There would be political pressure for states to show their children aren't at the bottom of the pack. But Wilhoit said the shift also would help improve schools. Companies and researchers could more easily create textbooks and professional training that meshed with the curriculum coast to coast. States under financial strain could pitch in scarce resources.
Margaret Spellings, who was education secretary under President George W. Bush, said in a recent interview that she supports states coming together to raise the bar for students. But she worries that the effort could distract attention from students who are failing today.
"We have a speedometer, and it says we're going too slow," Spellings said. "Should we get a more precise speedometer? Sure. But the most important thing is speeding up."
The governors and schools chiefs have set an ambitious agenda. By July, groups of experts already at work are expected to unveil "readiness standards" for high school graduates in reading and math, Wilhoit said. Then, with each grade considered a steppingstone toward that goal, they will set out the skills students must master each year to stay on track.
There will be no prescription for how teachers get there, avoiding nettlesome discussions about whether phonics or whole language is a better method of teaching reading; whether students should be drilled in math facts; or whether eighth-graders should read "The Great Gatsby" or "To Kill a Mockingbird."
Education experts say there will still be plenty to argue about.
"All the groups, the math educators and the English professors and the liberals and the conservatives will want to weigh in," said Michael J. Petrilli, vice president for national programs and policy at the nonprofit Thomas B. Fordham Institution. "There are fundamental disagreements in our society about what kids should learn."

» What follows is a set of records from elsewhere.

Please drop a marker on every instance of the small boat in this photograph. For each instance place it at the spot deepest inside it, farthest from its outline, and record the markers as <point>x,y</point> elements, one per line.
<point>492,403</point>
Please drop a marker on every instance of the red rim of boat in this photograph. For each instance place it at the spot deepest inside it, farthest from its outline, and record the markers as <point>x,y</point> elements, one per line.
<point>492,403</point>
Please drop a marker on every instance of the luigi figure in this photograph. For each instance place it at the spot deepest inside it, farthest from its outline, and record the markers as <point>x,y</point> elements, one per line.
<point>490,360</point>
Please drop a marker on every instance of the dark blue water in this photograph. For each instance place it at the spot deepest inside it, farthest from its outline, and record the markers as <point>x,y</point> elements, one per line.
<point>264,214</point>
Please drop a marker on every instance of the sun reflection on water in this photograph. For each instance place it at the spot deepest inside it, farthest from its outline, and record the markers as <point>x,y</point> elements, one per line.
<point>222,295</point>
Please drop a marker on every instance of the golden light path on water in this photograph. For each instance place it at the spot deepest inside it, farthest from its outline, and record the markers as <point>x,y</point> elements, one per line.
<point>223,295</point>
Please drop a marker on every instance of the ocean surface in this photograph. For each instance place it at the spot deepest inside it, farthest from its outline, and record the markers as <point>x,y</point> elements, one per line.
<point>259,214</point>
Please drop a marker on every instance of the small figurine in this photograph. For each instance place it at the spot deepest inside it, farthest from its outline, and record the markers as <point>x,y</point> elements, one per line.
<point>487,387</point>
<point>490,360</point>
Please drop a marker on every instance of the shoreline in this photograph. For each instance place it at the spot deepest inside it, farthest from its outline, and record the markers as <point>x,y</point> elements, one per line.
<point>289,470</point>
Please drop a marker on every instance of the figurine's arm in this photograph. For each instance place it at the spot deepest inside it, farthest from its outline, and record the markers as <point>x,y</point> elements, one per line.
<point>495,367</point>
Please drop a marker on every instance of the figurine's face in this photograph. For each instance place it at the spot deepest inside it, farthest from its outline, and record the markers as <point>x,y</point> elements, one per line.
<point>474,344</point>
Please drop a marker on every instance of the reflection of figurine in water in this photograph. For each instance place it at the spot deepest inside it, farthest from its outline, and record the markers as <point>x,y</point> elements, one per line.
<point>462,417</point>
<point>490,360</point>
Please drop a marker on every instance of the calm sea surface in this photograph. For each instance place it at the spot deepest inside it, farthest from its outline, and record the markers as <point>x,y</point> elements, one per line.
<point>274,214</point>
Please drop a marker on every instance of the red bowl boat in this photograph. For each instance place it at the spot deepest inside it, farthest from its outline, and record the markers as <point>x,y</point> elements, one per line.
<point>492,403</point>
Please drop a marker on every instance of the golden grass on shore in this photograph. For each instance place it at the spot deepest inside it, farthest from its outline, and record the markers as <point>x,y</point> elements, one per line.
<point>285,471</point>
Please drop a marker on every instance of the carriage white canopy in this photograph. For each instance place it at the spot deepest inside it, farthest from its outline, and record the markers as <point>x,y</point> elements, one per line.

For now, the organizers are keeping secret the names of experts who are combing education research and putting together the standards, to protect them from being bombarded by reporters and interest groups. Later, a separate national "validation" panel, made of up of experts nominated by the states, will review the proposal.
Even if the project sails through with few fights, students wouldn't see the results immediately, because states would have to determine whether to adopt the standards.
Duncan and others also said that even the highest goals lose their punch if there's not an accurate way to gauge whether students measure up. That means revamping state tests -- a cumbersome and expensive process. So far, the states have committed only to working to develop the standards.
"If you agree to common standards but you don't agree to tests, it's like buying a car without a motor," said Jack Jennings, president of the D.C.-based Center on Education Policy. "It's buying the outside without getting the thing to work."